Time-dependent variational principle in matrix-product state manifolds: Pitfalls and potential

We study the applicability of the time-dependent variational principle in matrix-product state manifolds for the long time description of quantum interacting systems. By studying integrable and nonintegrable systems for which the long time dynamics are known we demonstrate that convergence of long time observables is subtle and needs to be examined carefully. Remarkably, for the disordered nonintegrable system we consider the long time dynamics are in good agreement with the rigorously obtained short time behavior and with previous obtained numerically exact results, suggesting that at least in this case, the apparent convergence of this approach is reliable. Our study indicates that, while great care must be exercised in establishing the convergence of the method, it may still be asymptotically accurate for a class of disordered nonintegrable quantum systems.

Figure 1

Clean XX model ($\mathrm{\Delta }=0,W=0$).
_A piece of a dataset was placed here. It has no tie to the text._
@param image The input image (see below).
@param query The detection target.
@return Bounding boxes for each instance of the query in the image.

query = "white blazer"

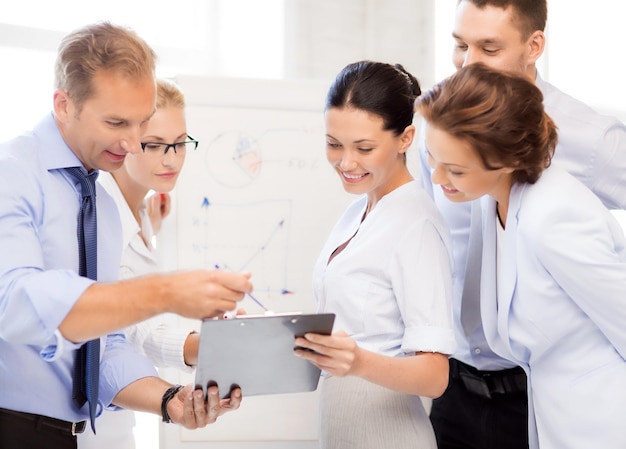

Upper panel: MSD as a function of time for various bond dimensions (32, 64, 128) averaged over 200–500 realizations of initial spin configurations and disorder. More intense shades represent larger bond dimensions and shaded areas indicate the standard deviation of the observables obtained using a bootstrap procedure. The black solid line is an exact solution, obtained numerically. The inset shows the log-log scale of the main panel with the black dotted line corresponding to diffusion. Lower panel: Time-dependent diffusion constant $D\left(t\right)$. The dashed black line on both plots represents the convergence time, $t_{*}$.

Figure 2

Same as Fig. (1) but for the disordered XX model ($\mathrm{\Delta }=0,W=1$) for 100 realizations of initial spin configurations and disorder.

Figure 3

Same as Fig. (1) but for clean XX ladder of length $L=50$ with isotropic coupling between the rungs. The results were obtained by averaging 100 realizations of initial spin configurations. The black dotted line in the bottom panel represents the previously reported diffusion constant [20].

Figure 4

Same as Fig. (1) but for disordered XXZ model in the subdiffusive regime ($\mathrm{\Delta }=1,W=1.5$) for 200 realizations of initial spin configurations and disorder.